In pancreatic adenocarcinoma (PAAD), LINC01637, also known as XXbac-B135H6.15, was identified as significant in the study by Deng et al. [34]. In this study, the high expression of LINC01637 was associated with better overall survival in PAAD patients, indicating its potential as a protective factor against disease progression. Additionally, its expression inversely correlated with the increasing risk score in PAAD, suggesting its importance as a potential prognostic biomarker for this type of cancer. Huang et al. [35] identified LINC01637 as being overexpressed in bladder cancer cell lines T24 and J82 compared to a less aggressive cell line of bladder cancer. However, overexpression of LINC01637 in the cell lines did not translate to enhanced levels in the exosomes derived from these cells. In contrast to its roles in PAAD and bladder cancer, our study investigates LINC01637 in the context of CRC, specifically examining its abundance in sEVs. The analysis of RNA sequencing data revealed a significant elevation of LINC01637 in patient samples relative to healthy controls, indicating its distinct role in CRC compared to documented functions in other cancers. Importantly, we validated these findings by a larger study cohort, which confirmed the high abundance of LINC01637 in sEVs from CRC patient blood serum, suggesting its potential as a non-invasive biomarker in CRC diagnostics.

While our study provides substantial insights into the relative abundance of lncRNAs in sEVs from CRC patients, we have encountered some limitations. Firstly, the pooling of samples, while necessary due to low RNA concentrations, could mask individual variability and relevant differences between patients. This approach, combined with the challenges of quantifying low amounts of RNA, may limit the direct clinical applicability of our findings.

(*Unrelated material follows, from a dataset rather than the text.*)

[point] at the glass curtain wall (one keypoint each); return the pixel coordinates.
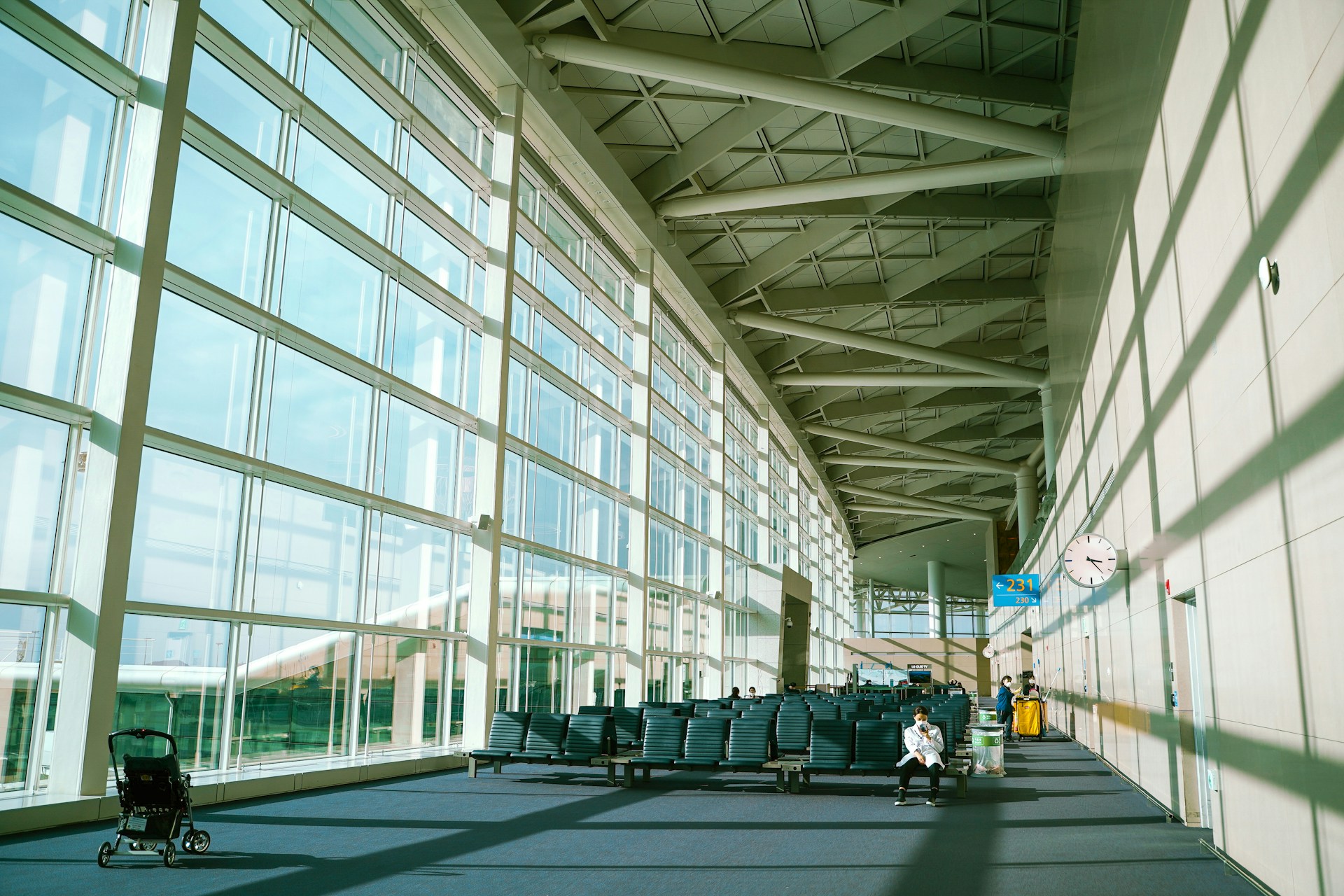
(300, 559)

Secondly, while preamplification enables the detection and quantification of RNA molecules that would otherwise be below the threshold of detection, it is not without its drawbacks. This process can introduce amplification biases and non-specific artifacts that can lead to disproportionate representation of certain RNA sequences, which may not accurately reflect their true abundance in the original sample. Despite these challenges, the use of preamplification was a necessary compromise given the current technological constraints and the low RNA yield from sEVs.

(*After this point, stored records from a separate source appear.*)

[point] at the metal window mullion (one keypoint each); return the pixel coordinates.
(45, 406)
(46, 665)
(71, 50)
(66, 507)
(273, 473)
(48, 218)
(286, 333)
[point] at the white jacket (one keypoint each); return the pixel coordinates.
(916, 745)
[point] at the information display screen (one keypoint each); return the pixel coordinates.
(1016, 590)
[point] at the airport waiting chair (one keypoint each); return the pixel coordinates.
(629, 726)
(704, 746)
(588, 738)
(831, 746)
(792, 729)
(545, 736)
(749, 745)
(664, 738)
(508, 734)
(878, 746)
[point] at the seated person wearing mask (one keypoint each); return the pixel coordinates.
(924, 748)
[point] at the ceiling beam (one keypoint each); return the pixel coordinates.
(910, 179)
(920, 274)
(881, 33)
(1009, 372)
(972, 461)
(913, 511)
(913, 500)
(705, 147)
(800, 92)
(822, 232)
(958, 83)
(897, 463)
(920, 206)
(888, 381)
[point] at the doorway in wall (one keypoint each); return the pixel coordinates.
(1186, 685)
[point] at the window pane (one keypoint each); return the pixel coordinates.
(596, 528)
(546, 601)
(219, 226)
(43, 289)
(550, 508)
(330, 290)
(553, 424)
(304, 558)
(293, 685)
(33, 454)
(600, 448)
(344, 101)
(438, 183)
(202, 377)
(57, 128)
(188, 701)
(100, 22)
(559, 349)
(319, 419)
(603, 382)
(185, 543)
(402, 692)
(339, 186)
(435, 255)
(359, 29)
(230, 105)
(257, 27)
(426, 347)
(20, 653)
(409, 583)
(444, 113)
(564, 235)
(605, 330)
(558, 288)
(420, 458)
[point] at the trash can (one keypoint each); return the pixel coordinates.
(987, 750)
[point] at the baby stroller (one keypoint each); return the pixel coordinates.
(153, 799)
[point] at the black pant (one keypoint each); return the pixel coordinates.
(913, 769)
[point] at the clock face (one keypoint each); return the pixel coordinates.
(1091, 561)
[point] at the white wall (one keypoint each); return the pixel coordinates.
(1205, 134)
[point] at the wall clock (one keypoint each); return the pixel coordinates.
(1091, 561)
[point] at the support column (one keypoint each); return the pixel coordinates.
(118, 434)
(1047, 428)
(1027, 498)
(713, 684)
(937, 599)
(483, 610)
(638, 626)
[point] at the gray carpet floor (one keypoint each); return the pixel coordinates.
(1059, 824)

Thirdly, although our RNA sequencing approach identified a significant number of lncRNAs with different levels between CRC patients and healthy controls, the analytical power of specific lncRNA for clinical use might be limited. This could be partially due to the technical challenges associated with the isolation of sEV by SEC, which can introduce variability by co-isolation of other EV subtypes. Nevertheless, our findings highlight the biological significance of lncRNAs isolated from sEVs, revealing their potential as non-invasive biomarkers of CRC.

Conclusions

Our observations across different lncRNAs and cancer types highlight the varied roles of lncRNAs in oncology, offering new perspectives for biomarker discovery and potential therapeutic targets. Importantly, our study demonstrates the potential of EV-enriched lncRNAs as non-invasive biomarkers for distinguishing CRC patients from healthy controls, a finding confirmed in a larger patient cohort. We also recognize that certain methodological aspects, such as the limited volume of blood serum used for sEV RNA isolation and challenges in RNA quantification, have highlighted areas for further optimization.